Куда деваться? С отчаянья Лёвка полез на Борьку. Сел на него верхом и стал колотить кулаками по спине.
— Пригнись к земле. Гнись! Гнись! Ну! А то мою голову видно…
Ему хотелось, как и Борьке, целиком спрятаться за оставшуюся в живых часть поленницы. Но это было невозможно, бывшая Лёвкина голова всё время оказывалась на виду. Втиснуть её было некуда.
Сноп солнечного света ворвался в сарай: мама настежь распахнула дверь. И футбольный мяч стал ещё виднее. Ой-ой-ой! Что будет теперь?.
Мама вошла и остановилась.
— Батюшки! Кто это поленницу развалил? Да ещё чужую! Лёвка! — позвала она громким голосом. — Ты, разбойник, командуешь?!
Ответа не последовало.
— Конечно, Лёвка, — рассуждала мама, — а кто же ещё? Вон и портфель его валяется. И ещё чьи-то три портфеля. Развалили поленницу и удрали, сорванцы. Ну, погодите, вы у меня получите!
Мама энергично схватила все четыре портфеля и понесла в дом.

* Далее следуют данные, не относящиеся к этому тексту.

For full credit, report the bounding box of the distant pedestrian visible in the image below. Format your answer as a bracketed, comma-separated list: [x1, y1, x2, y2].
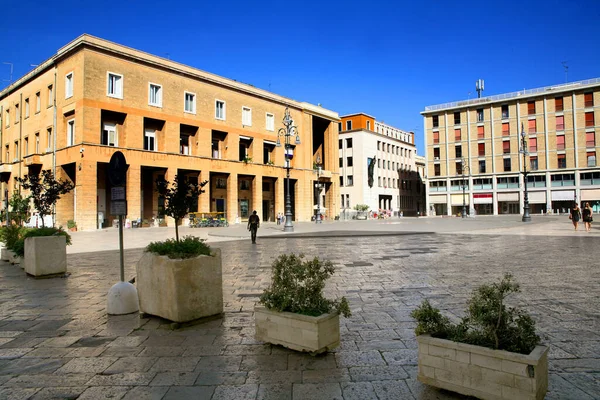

Что теперь делать? Как узнать, о чём говорил Андрей Иванович на последнем уроке? Все сразу зашевелились и вылезли из своих укрытий. Но мамин голос вновь послышался у сарая:
— Я вам покажу, бесенята, как поленницы разваливать!
Все моментально полезли на свои ещё не насиженные места.
Мама вошла и остановилась в дверях. Ей показалось, что в сарае кто-то есть.
— Лёвка, ты здесь?
В ответ ни слова, ни шороха. Тихо. Все замерли, не дыша.
— А это что ещё?
Мама увидела кусок огромного гусиного пера, который торчал из-за бочки. С удивлением подошла к бочке. Нагнулась. Пощупала рукой перо, потянула его к себе. Не двигается. Потянула сильней — то же самое. Постучала по нему, поцарапала его ногтями. Степан в это время чуть-чуть не чихнул. Это оказалось ужасно щекотно, когда твоё гусиное перо царапают ногтями. Он вообще сидел за бочкой — ни жив ни мёртв. Вот-вот мама увидит его спину, руки-ноги и тогда… Что будет тогда — неизвестно, но ничего хорошего, конечно, не жди.